Differences Between Pure Sine Wave And Modified Sine Wave
Updated: Jul 7, 2020
Most inverters in the Nigerian market are described as ‘pure sine wave inverter’. For those who have little or no technical knowledge of the science of inverters, but who need to know, the questions often are: On what basis are inverters classified as ‘pure sine wave’? What are the alternatives to pure sine wave inverters? What makes them a better choice for appliances than the alternatives? Et cetera.

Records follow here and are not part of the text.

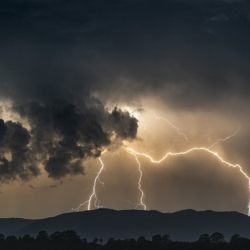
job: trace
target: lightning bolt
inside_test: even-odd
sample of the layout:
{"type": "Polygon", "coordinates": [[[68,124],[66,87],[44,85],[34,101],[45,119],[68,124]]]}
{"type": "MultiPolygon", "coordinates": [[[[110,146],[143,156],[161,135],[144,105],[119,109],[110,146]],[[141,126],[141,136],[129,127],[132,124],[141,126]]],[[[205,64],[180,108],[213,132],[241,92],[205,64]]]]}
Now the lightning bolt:
{"type": "Polygon", "coordinates": [[[167,119],[164,118],[164,117],[157,116],[156,114],[154,114],[154,116],[155,116],[156,119],[160,119],[160,120],[163,120],[163,121],[167,122],[171,127],[173,127],[173,128],[176,130],[176,132],[178,133],[179,136],[183,136],[183,137],[185,138],[186,143],[188,142],[187,136],[186,136],[185,134],[183,134],[183,133],[180,131],[180,129],[179,129],[178,127],[176,127],[173,123],[171,123],[169,120],[167,120],[167,119]]]}
{"type": "Polygon", "coordinates": [[[226,138],[224,138],[224,139],[219,139],[217,142],[215,142],[212,146],[210,146],[208,149],[211,149],[213,146],[215,146],[215,145],[217,145],[219,142],[224,142],[224,141],[226,141],[226,140],[228,140],[228,139],[230,139],[231,137],[234,137],[238,132],[240,131],[240,126],[239,126],[239,128],[232,134],[232,135],[229,135],[229,136],[227,136],[226,138]]]}
{"type": "MultiPolygon", "coordinates": [[[[132,148],[129,148],[129,147],[126,147],[126,150],[128,153],[132,154],[134,157],[135,157],[135,160],[138,164],[138,172],[139,172],[139,180],[138,180],[138,190],[140,192],[140,202],[138,204],[134,204],[136,205],[135,208],[137,208],[138,206],[142,206],[144,210],[147,209],[146,207],[146,204],[143,202],[143,199],[145,197],[145,194],[144,194],[144,191],[142,189],[142,177],[143,177],[143,172],[142,172],[142,168],[141,168],[141,163],[138,159],[138,156],[143,156],[143,157],[146,157],[147,159],[149,159],[152,163],[156,163],[156,164],[159,164],[161,162],[163,162],[166,158],[168,158],[169,156],[181,156],[181,155],[186,155],[186,154],[189,154],[189,153],[192,153],[194,151],[204,151],[208,154],[211,154],[212,156],[214,156],[215,158],[217,158],[220,162],[222,162],[223,164],[227,165],[228,167],[233,167],[233,168],[238,168],[239,171],[245,176],[245,178],[247,178],[248,180],[248,187],[249,187],[249,190],[250,190],[250,177],[244,172],[244,170],[242,169],[242,167],[239,165],[239,164],[232,164],[226,160],[224,160],[217,152],[211,150],[212,147],[214,147],[215,145],[217,145],[218,143],[220,142],[224,142],[228,139],[230,139],[231,137],[234,137],[239,131],[240,131],[240,127],[238,128],[238,130],[236,130],[234,132],[234,134],[232,135],[229,135],[227,136],[226,138],[224,139],[218,139],[214,144],[212,144],[210,147],[206,148],[206,147],[193,147],[189,150],[186,150],[186,151],[181,151],[181,152],[171,152],[172,148],[174,147],[175,143],[178,142],[180,140],[180,137],[184,137],[185,140],[186,140],[186,143],[188,142],[188,138],[187,136],[182,133],[180,131],[180,129],[178,127],[176,127],[175,125],[173,125],[169,120],[163,118],[163,117],[159,117],[157,115],[154,115],[157,119],[162,119],[164,121],[166,121],[170,126],[172,126],[176,132],[178,133],[179,135],[179,138],[176,139],[174,142],[173,142],[173,145],[171,146],[171,148],[169,149],[169,151],[159,160],[155,160],[153,157],[151,157],[148,153],[141,153],[141,152],[137,152],[135,151],[134,149],[132,148]]],[[[104,154],[107,150],[103,151],[102,154],[104,154]]],[[[93,188],[92,188],[92,193],[89,197],[89,199],[87,201],[85,201],[84,203],[80,204],[77,208],[72,208],[71,211],[79,211],[80,208],[84,205],[87,204],[87,208],[88,210],[91,209],[91,204],[92,204],[92,200],[94,199],[94,206],[96,208],[101,208],[102,206],[100,205],[100,200],[98,199],[98,196],[97,196],[97,193],[96,193],[96,185],[97,185],[97,182],[99,182],[103,187],[104,187],[104,183],[101,182],[100,180],[100,175],[102,173],[102,171],[105,169],[105,166],[104,166],[104,163],[101,159],[101,157],[98,158],[98,160],[100,161],[101,163],[101,167],[99,169],[99,171],[97,172],[97,175],[94,179],[94,183],[93,183],[93,188]]],[[[132,203],[131,203],[132,204],[132,203]]],[[[249,202],[248,202],[248,205],[247,205],[247,208],[248,208],[248,216],[250,216],[250,199],[249,199],[249,202]]]]}
{"type": "MultiPolygon", "coordinates": [[[[176,127],[173,123],[171,123],[169,120],[167,120],[167,119],[165,119],[165,118],[163,118],[163,117],[159,117],[159,116],[157,116],[157,115],[155,115],[155,114],[154,114],[154,116],[155,116],[157,119],[162,119],[162,120],[166,121],[170,126],[172,126],[172,127],[177,131],[177,133],[178,133],[178,135],[179,135],[179,138],[176,139],[176,140],[174,140],[174,142],[173,142],[173,144],[172,144],[172,146],[170,147],[169,150],[171,150],[171,149],[175,146],[175,143],[176,143],[176,142],[180,141],[180,137],[181,137],[181,136],[183,136],[183,137],[185,138],[186,143],[188,142],[187,136],[186,136],[185,134],[183,134],[182,132],[180,132],[180,129],[179,129],[178,127],[176,127]]],[[[135,205],[136,205],[135,208],[137,208],[138,206],[142,206],[142,207],[144,208],[144,210],[147,210],[147,206],[143,203],[143,198],[145,197],[145,194],[144,194],[144,191],[143,191],[142,186],[141,186],[141,181],[142,181],[142,176],[143,176],[143,172],[142,172],[142,169],[141,169],[141,163],[140,163],[140,161],[139,161],[139,159],[138,159],[136,153],[133,153],[133,152],[131,152],[131,151],[128,150],[128,149],[127,149],[127,152],[130,153],[130,154],[132,154],[132,155],[134,155],[135,160],[136,160],[136,162],[137,162],[137,164],[138,164],[138,171],[139,171],[139,173],[140,173],[140,175],[139,175],[139,180],[138,180],[138,189],[139,189],[139,191],[140,191],[140,193],[141,193],[141,197],[140,197],[140,203],[135,204],[135,205]]],[[[131,204],[132,204],[132,203],[131,203],[131,204]]]]}
{"type": "MultiPolygon", "coordinates": [[[[183,151],[183,152],[177,152],[177,153],[172,153],[172,152],[168,152],[166,153],[161,159],[159,160],[154,160],[150,155],[145,154],[145,153],[139,153],[137,151],[135,151],[132,148],[127,148],[127,151],[131,154],[135,154],[135,155],[140,155],[140,156],[144,156],[146,158],[148,158],[152,163],[161,163],[162,161],[164,161],[166,158],[168,158],[169,156],[180,156],[180,155],[186,155],[189,154],[193,151],[205,151],[211,155],[213,155],[215,158],[217,158],[220,162],[224,163],[225,165],[229,166],[229,167],[233,167],[233,168],[238,168],[240,170],[240,172],[247,178],[248,180],[248,187],[250,190],[250,177],[243,171],[242,167],[239,164],[232,164],[226,160],[224,160],[221,156],[219,156],[219,154],[217,152],[214,152],[212,150],[210,150],[209,148],[204,148],[204,147],[200,147],[200,148],[191,148],[187,151],[183,151]]],[[[250,216],[250,200],[248,203],[248,215],[250,216]]]]}
{"type": "MultiPolygon", "coordinates": [[[[191,153],[192,151],[206,151],[212,155],[214,155],[215,157],[217,157],[217,159],[219,159],[222,163],[224,164],[227,164],[228,166],[230,167],[237,167],[240,169],[240,172],[242,174],[244,174],[244,176],[248,179],[249,181],[249,189],[250,189],[250,178],[247,176],[247,174],[243,171],[242,167],[239,165],[239,164],[231,164],[225,160],[222,159],[222,157],[220,157],[218,155],[218,153],[214,152],[211,150],[212,147],[214,147],[215,145],[217,145],[219,142],[224,142],[226,140],[229,140],[231,137],[234,137],[239,131],[240,131],[240,127],[238,128],[238,130],[236,130],[232,135],[229,135],[227,136],[226,138],[224,139],[218,139],[213,145],[211,145],[209,148],[204,148],[204,147],[201,147],[201,148],[192,148],[190,150],[187,150],[187,151],[184,151],[184,152],[179,152],[179,153],[171,153],[170,150],[174,147],[175,143],[178,142],[180,140],[180,137],[183,136],[185,139],[186,139],[186,142],[187,142],[187,136],[185,134],[183,134],[182,132],[180,132],[179,128],[176,127],[175,125],[173,125],[170,121],[168,121],[167,119],[163,118],[163,117],[159,117],[159,116],[156,116],[155,117],[157,119],[163,119],[164,121],[166,121],[168,124],[170,124],[176,131],[177,133],[179,134],[179,139],[176,139],[174,140],[173,142],[173,145],[170,147],[169,149],[169,152],[163,157],[161,158],[160,160],[154,160],[148,153],[138,153],[136,152],[135,150],[133,150],[132,148],[127,148],[127,152],[134,155],[135,159],[136,159],[136,162],[138,163],[138,171],[140,173],[140,176],[139,176],[139,181],[138,181],[138,189],[141,193],[141,197],[140,197],[140,203],[136,204],[136,207],[137,208],[138,206],[143,206],[144,210],[146,210],[146,205],[143,203],[143,198],[145,196],[144,194],[144,191],[142,190],[142,186],[141,186],[141,181],[142,181],[142,170],[141,170],[141,164],[140,164],[140,161],[137,157],[137,155],[140,155],[140,156],[144,156],[146,158],[148,158],[152,163],[160,163],[162,161],[164,161],[168,156],[179,156],[179,155],[185,155],[185,154],[188,154],[188,153],[191,153]]],[[[250,215],[250,200],[249,200],[249,204],[248,204],[248,215],[250,215]]]]}
{"type": "MultiPolygon", "coordinates": [[[[129,152],[129,151],[128,151],[129,152]]],[[[142,206],[144,210],[147,210],[147,207],[146,205],[143,203],[143,198],[145,197],[145,194],[144,194],[144,191],[142,190],[142,186],[141,186],[141,181],[142,181],[142,170],[141,170],[141,163],[139,162],[138,158],[137,158],[137,155],[134,154],[134,153],[131,153],[129,152],[130,154],[134,155],[135,157],[135,160],[138,164],[138,171],[140,173],[140,176],[139,176],[139,180],[138,180],[138,189],[141,193],[141,197],[140,197],[140,203],[136,204],[135,208],[139,207],[139,206],[142,206]]]]}
{"type": "MultiPolygon", "coordinates": [[[[101,154],[104,154],[106,151],[107,150],[103,151],[101,154]]],[[[80,208],[86,204],[88,204],[87,207],[88,207],[88,210],[90,210],[93,198],[95,198],[94,206],[96,208],[102,208],[102,206],[100,205],[101,201],[98,199],[97,194],[96,194],[96,183],[97,183],[97,181],[99,181],[99,183],[104,187],[104,183],[100,180],[100,175],[101,175],[102,171],[105,169],[105,166],[104,166],[104,163],[103,163],[101,157],[98,157],[98,160],[101,163],[101,168],[97,172],[96,177],[94,179],[92,193],[90,194],[89,199],[86,200],[84,203],[81,203],[77,208],[71,208],[70,209],[71,212],[78,212],[80,210],[80,208]]]]}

A power inverter or inverter is an electronic appliance that converts DC (direct current) electricity from sources such as batteries or solar cells to AC (alternate current) electricity for use in appliances. As their names imply, they produce electric voltage in either direct or ‘alternating’ ways. In other words, alternating current describes the flow of charge that changes direction periodically and direct current describes the flow of charge that does not change direction but flows in one direction, mostly a straight line.
Their output waveforms are shown below.
Either of the two can be ‘modified’ or ‘rectified’ depending on the needs and nature of the appliances that use them.
MODIFICATION OR RECTIFICATION
Sometimes, the output voltage may require additional smoothing and adjustment to produce a uniform steady voltage. The DC output waveform can be modified in two ways, full-wave or half-wave as shown below.
The AC can be rectified or modified in these two ways, square or triangle.